Virginia Stout, the wildlife veterinarian for the Utah Division of Wildlife Resources, said the virus spreads easily.
“If you walk in an environment with avian influenza and walk somewhere else, you can actually carry it on your shoe with you to a new location,” Stout said.
Despite this, not all animals are affected the same. Waterbirds, like ducks and geese, are usually used to the avian flu, and Stout said they often survive. But predatory birds are more susceptible to dying.
However, people don’t need to be concerned about themselves.
“Since it is an influenza, it can be passed to humans. This strain seems to be pretty low risk for humans,” Stout said.
While the virus is prevalent in birds across the U.S., there has only been one confirmed human case in Colorado. Still, people should avoid touching dead birds and call their local DWR office instead.

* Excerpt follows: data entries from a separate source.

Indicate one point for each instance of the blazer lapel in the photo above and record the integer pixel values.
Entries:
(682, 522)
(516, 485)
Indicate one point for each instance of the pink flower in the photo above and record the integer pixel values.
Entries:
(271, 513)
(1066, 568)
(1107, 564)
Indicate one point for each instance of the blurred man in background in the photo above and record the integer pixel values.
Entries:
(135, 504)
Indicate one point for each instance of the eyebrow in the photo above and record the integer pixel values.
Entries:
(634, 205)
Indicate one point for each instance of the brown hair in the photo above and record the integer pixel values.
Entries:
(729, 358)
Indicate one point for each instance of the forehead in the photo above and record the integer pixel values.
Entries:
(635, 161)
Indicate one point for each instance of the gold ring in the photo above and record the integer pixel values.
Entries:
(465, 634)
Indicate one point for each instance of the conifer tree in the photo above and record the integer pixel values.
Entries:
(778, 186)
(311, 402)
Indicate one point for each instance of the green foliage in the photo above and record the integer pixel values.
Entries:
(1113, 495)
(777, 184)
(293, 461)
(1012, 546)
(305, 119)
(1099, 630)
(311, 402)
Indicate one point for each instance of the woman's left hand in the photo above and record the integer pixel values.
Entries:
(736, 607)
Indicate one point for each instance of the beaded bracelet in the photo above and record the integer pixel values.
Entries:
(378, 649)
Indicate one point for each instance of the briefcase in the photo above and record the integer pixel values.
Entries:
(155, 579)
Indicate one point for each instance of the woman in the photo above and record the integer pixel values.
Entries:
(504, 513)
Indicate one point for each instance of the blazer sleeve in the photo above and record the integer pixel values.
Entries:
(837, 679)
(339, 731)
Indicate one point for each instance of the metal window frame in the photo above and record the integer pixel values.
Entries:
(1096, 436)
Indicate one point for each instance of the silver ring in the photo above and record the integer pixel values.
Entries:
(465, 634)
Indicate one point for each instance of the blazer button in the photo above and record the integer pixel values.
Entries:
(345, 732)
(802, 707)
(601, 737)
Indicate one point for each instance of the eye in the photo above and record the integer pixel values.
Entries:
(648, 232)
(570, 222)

Bird feeders also pose low risks of transmission. They are OK to leave up, Stout said, if there are no chickens or other birds at the home. That’s because domestic birds are more susceptible to the virus.
Bailee Woolstenhulme, with the Utah Department of Agriculture and Food, said people with domestic chickens and other birds should be especially watchful for avian flu symptoms.
“If it is found on a farm or among a flock, the entire flock, unfortunately, has to be depopulated to control the spread,” she said.
Symptoms include nasal discharge, lack of appetite and high death rates. Birds should also be kept inside as much as possible and food and water sources shared with migratory birds should be removed.
Cases of the virus are low right now, but Woolstenhulme said they will go up again.
“The high infection rate happens during the migratory season, which is the spring and the fall. So while we’re seeing cases die down right now for the summertime, we do expect those cases to pick up in the fall.”
The DWR is continuing to monitor unusual wild bird deaths.